In essence, the “great rotation” I have written about from bonds to cyclical and value equities will accelerate in the year ahead. In fact, I foresee quite a violent rotation as interest rates, both cash and bond yields, rise faster than current consensus thinking.
That doesn’t mean it will be a bad year for equities, far from it, the weight of financials and cyclicals rising will more than offset the likely falls in highly over-owned long duration stocks that have previously led equity markets. The rotation inside equity markets has every chance of being quite violent and the perfect environment for hedge fund managers to outperform.
3. Chinese equities listed in Hong Kong to outperform
Outside of global financials, the best value, cyclical, and growth combination lies in Chinese equities listed in Hong Kong. I expect further gains from “H shares” in Hong Kong as the investing world starts looking for alternatives to broadly fully-priced US equities. I also expect European equities to outperform US equities in the year ahead as the EU accelerates forward.

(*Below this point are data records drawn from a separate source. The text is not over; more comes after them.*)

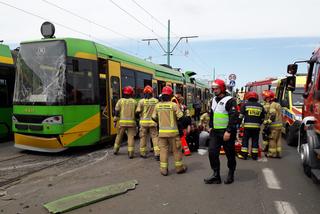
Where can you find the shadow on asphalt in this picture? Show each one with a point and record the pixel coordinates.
(244, 175)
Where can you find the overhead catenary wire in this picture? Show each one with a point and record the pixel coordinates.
(133, 17)
(88, 20)
(62, 25)
(153, 17)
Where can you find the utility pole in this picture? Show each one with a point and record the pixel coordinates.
(168, 52)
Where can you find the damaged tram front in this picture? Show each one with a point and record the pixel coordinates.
(54, 95)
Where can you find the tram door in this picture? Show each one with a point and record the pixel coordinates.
(114, 91)
(104, 101)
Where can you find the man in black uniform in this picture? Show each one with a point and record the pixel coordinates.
(223, 123)
(252, 113)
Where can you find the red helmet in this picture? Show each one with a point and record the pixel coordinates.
(167, 90)
(218, 83)
(268, 94)
(148, 90)
(128, 90)
(251, 95)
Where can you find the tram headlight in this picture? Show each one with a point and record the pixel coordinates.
(14, 119)
(53, 120)
(298, 117)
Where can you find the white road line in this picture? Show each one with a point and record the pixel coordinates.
(284, 207)
(270, 178)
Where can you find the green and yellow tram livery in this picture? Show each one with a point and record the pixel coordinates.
(7, 72)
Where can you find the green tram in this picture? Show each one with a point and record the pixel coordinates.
(66, 90)
(7, 72)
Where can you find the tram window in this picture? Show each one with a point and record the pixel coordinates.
(3, 93)
(115, 85)
(142, 80)
(127, 78)
(81, 84)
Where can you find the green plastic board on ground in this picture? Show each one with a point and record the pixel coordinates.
(82, 199)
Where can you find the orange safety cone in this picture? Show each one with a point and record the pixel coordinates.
(259, 151)
(184, 144)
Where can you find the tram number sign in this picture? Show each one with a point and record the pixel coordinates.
(232, 83)
(232, 77)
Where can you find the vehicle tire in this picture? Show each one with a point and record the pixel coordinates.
(292, 134)
(307, 170)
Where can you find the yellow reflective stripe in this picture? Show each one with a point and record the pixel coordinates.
(272, 150)
(276, 124)
(244, 149)
(171, 119)
(252, 125)
(178, 163)
(168, 131)
(163, 165)
(126, 121)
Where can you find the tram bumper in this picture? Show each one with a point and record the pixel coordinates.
(37, 143)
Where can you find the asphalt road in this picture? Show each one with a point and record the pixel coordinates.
(264, 186)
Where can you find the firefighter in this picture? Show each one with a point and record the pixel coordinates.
(145, 109)
(223, 121)
(204, 130)
(125, 116)
(274, 120)
(266, 129)
(252, 113)
(168, 114)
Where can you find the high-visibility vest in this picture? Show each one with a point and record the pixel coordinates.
(275, 109)
(147, 106)
(220, 114)
(167, 114)
(127, 108)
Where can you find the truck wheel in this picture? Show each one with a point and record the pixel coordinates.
(292, 134)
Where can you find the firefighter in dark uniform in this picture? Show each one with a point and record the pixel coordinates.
(252, 113)
(125, 111)
(223, 124)
(167, 114)
(145, 109)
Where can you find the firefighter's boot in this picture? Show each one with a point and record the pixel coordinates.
(214, 178)
(254, 156)
(230, 177)
(182, 169)
(130, 154)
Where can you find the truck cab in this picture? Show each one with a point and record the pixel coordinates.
(291, 105)
(309, 131)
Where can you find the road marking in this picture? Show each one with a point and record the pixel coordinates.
(84, 166)
(270, 178)
(284, 207)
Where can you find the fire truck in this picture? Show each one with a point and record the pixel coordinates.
(309, 131)
(291, 104)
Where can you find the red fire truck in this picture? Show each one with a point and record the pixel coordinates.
(309, 132)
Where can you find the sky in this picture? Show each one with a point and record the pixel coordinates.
(254, 39)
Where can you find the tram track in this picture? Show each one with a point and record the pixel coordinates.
(11, 158)
(6, 181)
(20, 166)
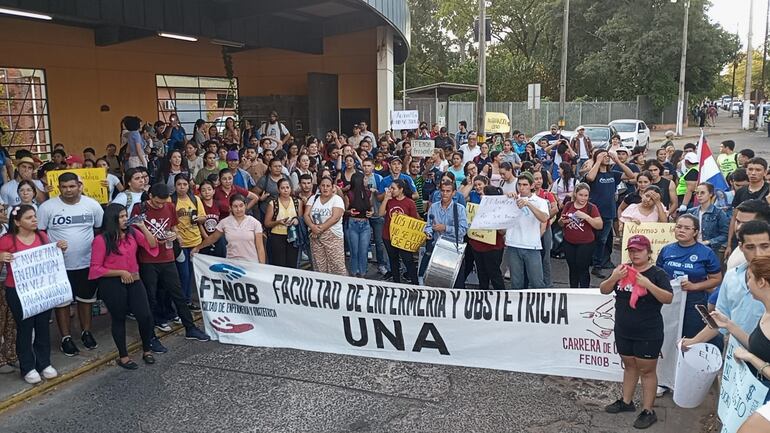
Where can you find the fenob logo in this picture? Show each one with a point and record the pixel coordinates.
(230, 272)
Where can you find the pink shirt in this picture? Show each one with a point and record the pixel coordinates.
(102, 261)
(240, 237)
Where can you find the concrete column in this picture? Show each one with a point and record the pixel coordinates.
(384, 79)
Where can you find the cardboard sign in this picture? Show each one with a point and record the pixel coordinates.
(423, 148)
(92, 179)
(659, 234)
(407, 233)
(486, 236)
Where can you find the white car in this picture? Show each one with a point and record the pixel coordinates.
(633, 132)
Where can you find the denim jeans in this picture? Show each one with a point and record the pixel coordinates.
(377, 224)
(359, 233)
(522, 260)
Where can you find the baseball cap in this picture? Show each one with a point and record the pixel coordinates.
(639, 242)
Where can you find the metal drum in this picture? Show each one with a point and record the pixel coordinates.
(445, 263)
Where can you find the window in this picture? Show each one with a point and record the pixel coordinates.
(212, 99)
(24, 111)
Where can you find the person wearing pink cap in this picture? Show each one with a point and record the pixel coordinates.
(640, 289)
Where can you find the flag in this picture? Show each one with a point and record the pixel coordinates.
(709, 170)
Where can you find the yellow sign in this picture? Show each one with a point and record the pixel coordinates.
(94, 181)
(407, 233)
(486, 236)
(659, 234)
(496, 122)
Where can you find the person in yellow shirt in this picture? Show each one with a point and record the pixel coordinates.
(189, 226)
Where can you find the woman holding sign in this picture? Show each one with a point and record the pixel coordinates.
(33, 341)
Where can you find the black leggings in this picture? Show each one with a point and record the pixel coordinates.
(282, 253)
(123, 298)
(579, 257)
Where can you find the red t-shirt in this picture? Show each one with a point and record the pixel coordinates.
(158, 221)
(222, 199)
(579, 231)
(405, 206)
(8, 244)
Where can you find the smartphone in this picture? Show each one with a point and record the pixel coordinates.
(704, 313)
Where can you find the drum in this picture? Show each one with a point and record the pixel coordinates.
(444, 264)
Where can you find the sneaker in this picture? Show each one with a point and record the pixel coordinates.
(157, 347)
(88, 340)
(645, 419)
(196, 334)
(68, 347)
(620, 406)
(50, 372)
(32, 377)
(165, 327)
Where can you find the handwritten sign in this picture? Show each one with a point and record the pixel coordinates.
(423, 148)
(496, 212)
(486, 236)
(659, 234)
(407, 233)
(41, 279)
(741, 393)
(92, 179)
(404, 119)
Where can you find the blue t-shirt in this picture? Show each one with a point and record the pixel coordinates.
(603, 190)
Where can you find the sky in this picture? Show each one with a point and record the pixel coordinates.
(733, 15)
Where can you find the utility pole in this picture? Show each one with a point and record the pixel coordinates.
(481, 100)
(563, 83)
(681, 103)
(745, 122)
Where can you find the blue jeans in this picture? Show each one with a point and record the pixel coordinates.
(379, 246)
(359, 233)
(521, 261)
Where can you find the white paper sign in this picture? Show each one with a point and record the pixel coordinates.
(741, 393)
(41, 279)
(405, 119)
(565, 332)
(496, 212)
(423, 148)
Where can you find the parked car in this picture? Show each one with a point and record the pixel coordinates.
(633, 132)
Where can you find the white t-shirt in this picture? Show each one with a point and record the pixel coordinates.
(72, 223)
(122, 199)
(321, 212)
(9, 194)
(526, 233)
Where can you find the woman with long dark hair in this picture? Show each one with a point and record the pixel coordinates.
(114, 266)
(33, 342)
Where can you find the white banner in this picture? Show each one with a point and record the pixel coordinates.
(496, 212)
(565, 332)
(41, 279)
(404, 119)
(741, 393)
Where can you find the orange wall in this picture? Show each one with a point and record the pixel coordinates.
(82, 77)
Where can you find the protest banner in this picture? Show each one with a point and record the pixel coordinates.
(41, 279)
(407, 233)
(496, 122)
(741, 394)
(92, 179)
(564, 332)
(404, 119)
(659, 234)
(496, 212)
(486, 236)
(423, 148)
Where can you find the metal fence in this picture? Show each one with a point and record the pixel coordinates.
(533, 121)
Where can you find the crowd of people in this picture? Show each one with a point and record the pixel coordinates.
(263, 195)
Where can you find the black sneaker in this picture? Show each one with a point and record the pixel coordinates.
(68, 347)
(88, 340)
(645, 419)
(620, 406)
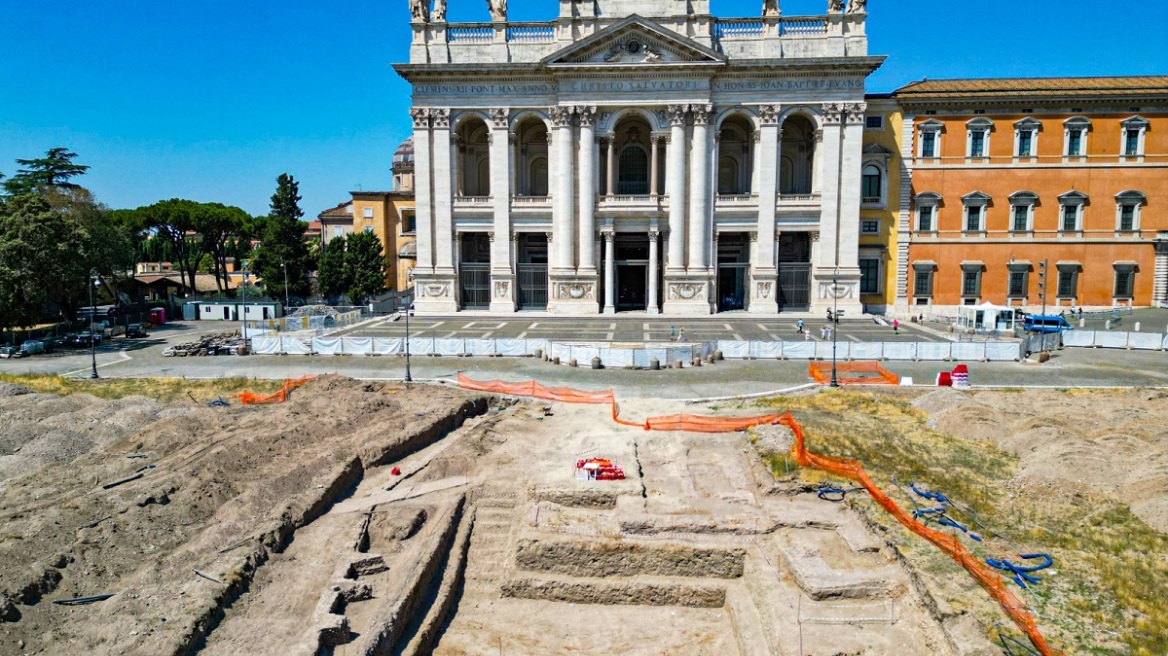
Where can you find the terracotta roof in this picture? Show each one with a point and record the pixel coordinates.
(1070, 88)
(343, 210)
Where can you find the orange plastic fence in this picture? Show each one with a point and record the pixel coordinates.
(852, 469)
(251, 398)
(821, 372)
(987, 578)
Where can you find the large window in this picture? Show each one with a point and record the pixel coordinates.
(869, 276)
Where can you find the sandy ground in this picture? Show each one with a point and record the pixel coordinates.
(1110, 441)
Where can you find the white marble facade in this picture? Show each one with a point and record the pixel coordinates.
(678, 164)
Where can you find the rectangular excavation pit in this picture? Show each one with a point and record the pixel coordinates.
(604, 559)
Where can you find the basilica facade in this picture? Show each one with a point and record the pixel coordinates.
(639, 156)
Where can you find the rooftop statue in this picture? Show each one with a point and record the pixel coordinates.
(498, 9)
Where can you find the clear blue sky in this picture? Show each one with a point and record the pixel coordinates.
(211, 99)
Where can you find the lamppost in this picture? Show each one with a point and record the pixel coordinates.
(409, 301)
(94, 278)
(835, 321)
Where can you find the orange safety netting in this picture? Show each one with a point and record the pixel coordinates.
(987, 578)
(251, 398)
(848, 468)
(873, 374)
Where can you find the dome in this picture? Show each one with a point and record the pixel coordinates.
(403, 158)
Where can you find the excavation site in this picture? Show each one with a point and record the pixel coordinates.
(372, 518)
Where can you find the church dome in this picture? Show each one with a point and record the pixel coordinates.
(403, 158)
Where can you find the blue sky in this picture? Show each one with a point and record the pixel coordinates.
(211, 99)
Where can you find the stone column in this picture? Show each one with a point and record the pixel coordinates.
(654, 273)
(675, 188)
(654, 139)
(562, 259)
(586, 190)
(611, 174)
(699, 190)
(423, 180)
(444, 223)
(610, 272)
(763, 272)
(502, 276)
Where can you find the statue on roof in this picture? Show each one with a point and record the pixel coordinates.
(498, 9)
(419, 12)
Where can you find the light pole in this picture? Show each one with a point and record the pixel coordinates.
(835, 321)
(94, 277)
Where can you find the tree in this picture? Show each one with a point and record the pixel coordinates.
(54, 171)
(332, 274)
(365, 264)
(283, 244)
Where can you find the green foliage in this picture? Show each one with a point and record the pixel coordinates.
(283, 246)
(332, 276)
(365, 265)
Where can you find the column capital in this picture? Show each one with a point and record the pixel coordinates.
(588, 114)
(769, 114)
(421, 117)
(701, 113)
(561, 117)
(500, 118)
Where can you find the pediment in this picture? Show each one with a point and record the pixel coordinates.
(633, 41)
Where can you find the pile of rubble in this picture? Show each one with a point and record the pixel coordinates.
(219, 343)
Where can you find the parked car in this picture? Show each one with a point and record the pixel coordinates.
(33, 347)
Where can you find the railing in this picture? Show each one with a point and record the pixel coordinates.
(738, 28)
(815, 25)
(471, 34)
(472, 200)
(532, 33)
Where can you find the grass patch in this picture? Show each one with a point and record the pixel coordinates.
(1105, 594)
(166, 390)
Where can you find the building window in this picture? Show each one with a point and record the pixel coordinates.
(1133, 133)
(873, 182)
(979, 138)
(1125, 281)
(930, 138)
(869, 276)
(1068, 281)
(1076, 137)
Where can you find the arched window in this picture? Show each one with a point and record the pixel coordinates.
(634, 172)
(871, 185)
(728, 175)
(539, 178)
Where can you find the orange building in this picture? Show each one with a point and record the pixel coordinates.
(1008, 174)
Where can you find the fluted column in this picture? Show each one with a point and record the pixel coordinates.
(586, 190)
(610, 272)
(562, 220)
(652, 306)
(675, 187)
(444, 225)
(423, 183)
(700, 189)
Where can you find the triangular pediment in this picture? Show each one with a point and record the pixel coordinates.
(633, 41)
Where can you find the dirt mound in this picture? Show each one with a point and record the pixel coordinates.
(210, 489)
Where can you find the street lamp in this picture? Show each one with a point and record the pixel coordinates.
(94, 278)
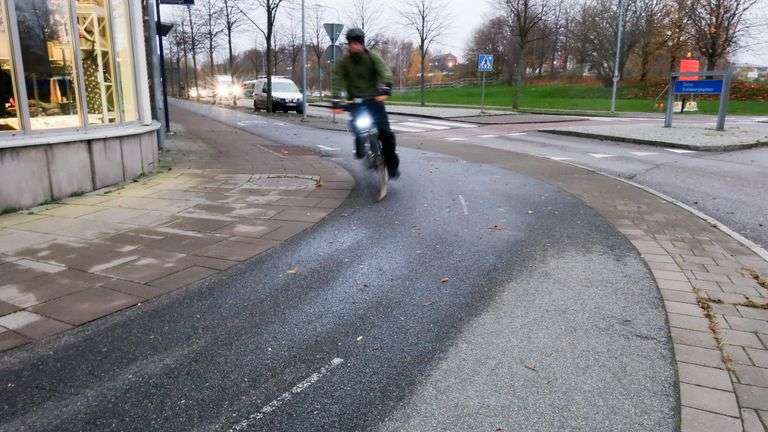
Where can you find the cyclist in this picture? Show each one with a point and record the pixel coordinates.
(363, 74)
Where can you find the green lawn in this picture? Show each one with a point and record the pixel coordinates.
(562, 97)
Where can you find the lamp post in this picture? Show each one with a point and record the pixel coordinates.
(618, 57)
(303, 62)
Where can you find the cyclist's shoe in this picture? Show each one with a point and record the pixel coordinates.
(359, 149)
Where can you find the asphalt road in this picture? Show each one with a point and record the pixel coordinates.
(732, 187)
(471, 299)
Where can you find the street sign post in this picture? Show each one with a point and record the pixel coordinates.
(484, 64)
(682, 83)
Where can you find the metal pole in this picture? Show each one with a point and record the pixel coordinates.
(724, 95)
(304, 61)
(482, 96)
(151, 42)
(618, 57)
(162, 69)
(670, 102)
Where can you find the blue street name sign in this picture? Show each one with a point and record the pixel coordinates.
(699, 87)
(485, 63)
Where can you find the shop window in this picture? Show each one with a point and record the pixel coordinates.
(96, 51)
(121, 22)
(9, 113)
(47, 53)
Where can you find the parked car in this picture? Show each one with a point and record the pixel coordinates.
(286, 96)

I would also focus on individual companies with strong balance sheets, good free cash generation, and sustainable dividend payout ratios that don’t impede growth. The relative price paid for dividend yield will fall in a rising interest rate environment as “bond tourists” cash in their chips in bond-like equities and return to the bond market as yields rise. This is something to remember in equity sectors like utilities, infrastructure, REITS, supermarkets, and healthcare.
My final point is I’d expect volatility to rise in the year as interest rates rise. Ultra-low interest rates have driven ultra-low volatility in equities. If I am right and interest rates rise, driving the “great rotation”, then there should be no doubt that overall volatility will increase in the equity asset class.
However, all in all, I am constructive on global equities in the year ahead. I am maximum bearish bonds, but constructive on global equities with a clear focus on China and the Eurozone. I am very focused on value and cyclicals. I think there are ways of generating solid double-digit returns in 2018, albeit I believe those gains will be driven by a new leadership group in equities: financials.
The new year question you most likely need to need to ask yourself is: do I own enough global banks and insurers?? The answer is most likely not.
I hope you all had a successful 2017. For those invested in the AIM Global High Conviction Fund, I thank you for your support which has seen the fund double in size this year and deliver solid returns. We obviously hope to keep delivering for our investors in 2018. For everyone else, I hope there were a few ideas that helped your portfolio.
Important: This content has been prepared without taking account of the objectives, financial situation or needs of any particular individual. It does not constitute formal advice. Consider the appropriateness of the information in regards to your circumstances.